I'd like to change this format to mm/yyyy (e.g. 01/2016) and have R recognise this as a date variable. Here's what I've tried:
library("lubridate")
Data$Month <- parse_date_time(Data$Month, "%b-%y")
# This converts the dates to yyyy-mm-dd, with all day values defaulting to 01 as I do not have values for them.
To get R to recognise this as a date variable I did the following:
Data$Month<-as.Date(Data$Month, "%Y-%m-%d")
I do not have values for the days and do not want these to appear, so to remove them and display the dates how I want, mm/yyyy, I did the following:
This successfully formats my dates as mm/yyyy, but changes the variable type to character instead of date. Is there a way to set the variable type back to date, whilst keeping this format?
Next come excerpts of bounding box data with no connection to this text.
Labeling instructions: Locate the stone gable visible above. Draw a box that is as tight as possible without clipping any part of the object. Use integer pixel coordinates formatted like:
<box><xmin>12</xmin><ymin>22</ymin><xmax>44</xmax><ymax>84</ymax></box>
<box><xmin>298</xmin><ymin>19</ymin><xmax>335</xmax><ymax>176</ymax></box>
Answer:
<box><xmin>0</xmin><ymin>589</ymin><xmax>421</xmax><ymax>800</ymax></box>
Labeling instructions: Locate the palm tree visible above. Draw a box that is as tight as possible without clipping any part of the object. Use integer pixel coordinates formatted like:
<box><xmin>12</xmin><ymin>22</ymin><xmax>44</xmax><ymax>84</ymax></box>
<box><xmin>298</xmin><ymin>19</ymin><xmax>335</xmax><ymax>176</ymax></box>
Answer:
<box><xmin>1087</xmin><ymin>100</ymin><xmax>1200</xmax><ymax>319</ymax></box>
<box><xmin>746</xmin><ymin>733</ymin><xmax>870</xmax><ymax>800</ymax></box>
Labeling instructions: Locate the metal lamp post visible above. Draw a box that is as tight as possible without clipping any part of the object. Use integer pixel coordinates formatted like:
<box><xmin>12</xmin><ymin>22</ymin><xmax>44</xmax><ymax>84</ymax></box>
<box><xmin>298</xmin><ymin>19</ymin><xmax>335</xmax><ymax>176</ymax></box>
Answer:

I think you're largely on the right track. But, what you're looking for is the sort of thing that you can do in Excel or Google Sheets where the underlying data (in this case, a date that just uses "1" for the day of the month) is separate from the formatting (display) of the cell. Right?
In R, there really isn't that concept of "the data" vs. "the display" in a data frame. What I typically do when I need something like this is to have two columns—one that holds the date as a date, and one that holds a string (or factor) that is the formatted display version. So, you could have Month as a date and Month_Display as a string or factor. As long as they stay in synch, you can then use the former for any date-based operations and the latter for any display operations.
Alternatively, you can keep the single date column (with the 1st of the month in it), but then do a quick format() wherever you're going to display the data in output or wherever you'd like it to be shown as %m/&Y.
That's not the sort of answer you're hoping for, I'm afraid. But, hopefully, it helps nonetheless.